Sui questi nuovi redditi dichiarati, pagherebbero una “flat tax”, una tassa piatta che varia a seconda del voto che hanno nelle pagelle fiscali, i cosiddetti Isa, gli indicatori di affidabilità.Per chi ha un voto alto, tra 8 e 10, il prelievo per sanare il pregresso sarà soltanto del 10 per cento. Per chi ha un voto tra 6 e 8, il prelievo sale al 12 per cento. Per le Partite Iva considerate meno affidabili, quelle con voti sotto la sufficienza, la flat tax per sanare i redditi pregressi salirebbe al 15 per cento. L’emendamento prevede che per aderire alla sanatoria, le somme vadano versate entro marzo del 2025. Ma sarà possibile avere anche una dilazione in 24 mesi pagando un interesse del 2 per cento l’anno.
IL MECCANISMO
Il ravvedimento, spiega ancora la norma, non si perfeziona se la domanda arriva dopo che l’amministrazione fiscale o la Guardia di finanza hanno già contestato il mancato versamento delle tasse. Le Partite Iva che faranno emergere i loro redditi, non potranno essere accertate o subire ispezioni da parte del Fisco per gli anni coperti. Si tratta in pratica di una replica di quanto già previsto per l’adesione al concordato biennale. Solo che, on questo caso, gli anni coperti dagli accertamenti sono il 2024 e il 2025, mentre nel caso del ravvedimento sono i cinque precedenti.
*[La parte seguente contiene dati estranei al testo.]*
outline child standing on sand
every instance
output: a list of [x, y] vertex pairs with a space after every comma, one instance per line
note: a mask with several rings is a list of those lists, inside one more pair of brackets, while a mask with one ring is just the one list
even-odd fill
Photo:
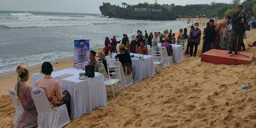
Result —
[[174, 37], [175, 36], [175, 34], [173, 34], [172, 35], [172, 44], [175, 44], [176, 42], [176, 38]]

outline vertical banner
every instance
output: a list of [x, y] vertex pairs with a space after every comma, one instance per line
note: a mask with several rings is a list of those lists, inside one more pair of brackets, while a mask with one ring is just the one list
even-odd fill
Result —
[[75, 55], [74, 55], [74, 68], [78, 69], [85, 68], [85, 65], [89, 62], [90, 47], [89, 41], [85, 39], [74, 40]]

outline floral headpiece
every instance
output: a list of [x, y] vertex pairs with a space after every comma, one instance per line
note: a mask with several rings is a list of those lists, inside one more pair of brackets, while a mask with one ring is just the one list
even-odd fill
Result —
[[153, 42], [152, 42], [152, 45], [154, 46], [156, 46], [157, 44], [157, 40], [156, 39], [154, 40], [153, 40]]
[[21, 73], [23, 73], [27, 75], [29, 74], [28, 70], [26, 69], [26, 67], [28, 66], [28, 63], [26, 63], [22, 65], [21, 66], [19, 65], [17, 67], [16, 69], [16, 72], [18, 74], [18, 77], [17, 78], [17, 84], [16, 86], [16, 92], [17, 95], [16, 96], [16, 100], [17, 102], [17, 105], [19, 105], [19, 87], [20, 86], [20, 75]]

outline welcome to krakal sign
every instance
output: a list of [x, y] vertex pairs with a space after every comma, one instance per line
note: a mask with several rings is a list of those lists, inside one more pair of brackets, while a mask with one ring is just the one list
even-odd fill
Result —
[[148, 8], [135, 8], [135, 11], [152, 12], [162, 12], [162, 9], [154, 9]]

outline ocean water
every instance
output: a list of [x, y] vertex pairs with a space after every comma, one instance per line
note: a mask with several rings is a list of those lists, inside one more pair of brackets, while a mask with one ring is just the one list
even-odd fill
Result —
[[[173, 31], [188, 25], [186, 21], [108, 18], [101, 14], [0, 11], [0, 73], [73, 56], [74, 40], [89, 39], [90, 49], [103, 47], [105, 37], [130, 40], [138, 29]], [[176, 34], [178, 35], [178, 33]]]

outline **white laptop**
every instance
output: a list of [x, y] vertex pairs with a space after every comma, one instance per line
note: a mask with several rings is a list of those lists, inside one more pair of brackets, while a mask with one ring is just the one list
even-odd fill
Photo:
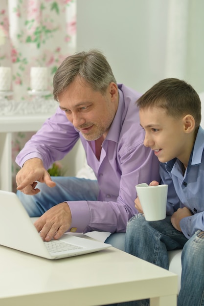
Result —
[[[50, 246], [52, 243], [57, 245]], [[64, 234], [58, 240], [43, 241], [16, 194], [1, 190], [0, 245], [48, 259], [76, 256], [111, 246], [107, 243], [68, 233]], [[51, 250], [48, 251], [49, 247]]]

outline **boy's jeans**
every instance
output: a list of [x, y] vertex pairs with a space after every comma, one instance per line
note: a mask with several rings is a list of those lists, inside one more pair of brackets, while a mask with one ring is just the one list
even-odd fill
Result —
[[[150, 222], [139, 214], [129, 221], [125, 239], [128, 253], [168, 269], [168, 251], [175, 249], [183, 249], [178, 306], [204, 306], [204, 232], [199, 230], [188, 240], [172, 225], [170, 217]], [[121, 305], [146, 306], [149, 300]]]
Dall’altro lato però, saranno stabilite sanzioni più penalizzanti per chi invece non aderisce o decade dal concordato.
LA CAROTA
Bisognerà capire ora, se questa eventuale nuova “carota” basterà a spingere le adesioni al concordato che, secondo diversi osservatori, stavano segnando il passo. Già nei mesi scorsi il governo aveva deciso di rivedere la tassazione proposta a commercianti e professionisti per convincerli ad aderire, portandola in un range del 10-15 per cento a seconda degli indici di affidabilità fiscale. Palazzo Chigi e il Tesoro hanno affidato al gettito del concordato buona parte delle speranze di un nuovo intervento sull’Irpef, questa volta a vantaggio dei redditi medi. L’intenzione è di procedere con una riduzione della seconda aliquota portandola dal 35 al 33 per cento e, contemporaneamente, facendo salire fino a 60 mila euro lo scaglione di reddito al quale questa aliquota si applica. Si tratta di una misura il cui costo oscilla tra i 2,5 e i 4 miliardi di euro. Soldi che dovrebbero arrivare proprio dal concordato biennale con le Partite Iva, in un ideale trasferimento di risorse dagli autonomi ai dipendenti. Per questo il successo della misura fortemente voluta dal vice ministro dell’Economia Maurizio Leo è considerato fondamentale. Bisognerà dunque attendere i dati definitivi del concordato a fine ottobre prima di decidere le misure sull’Irpef per la classe media che, dunque, potrebbero trovare spazio solo nella fase emendativa della manovra.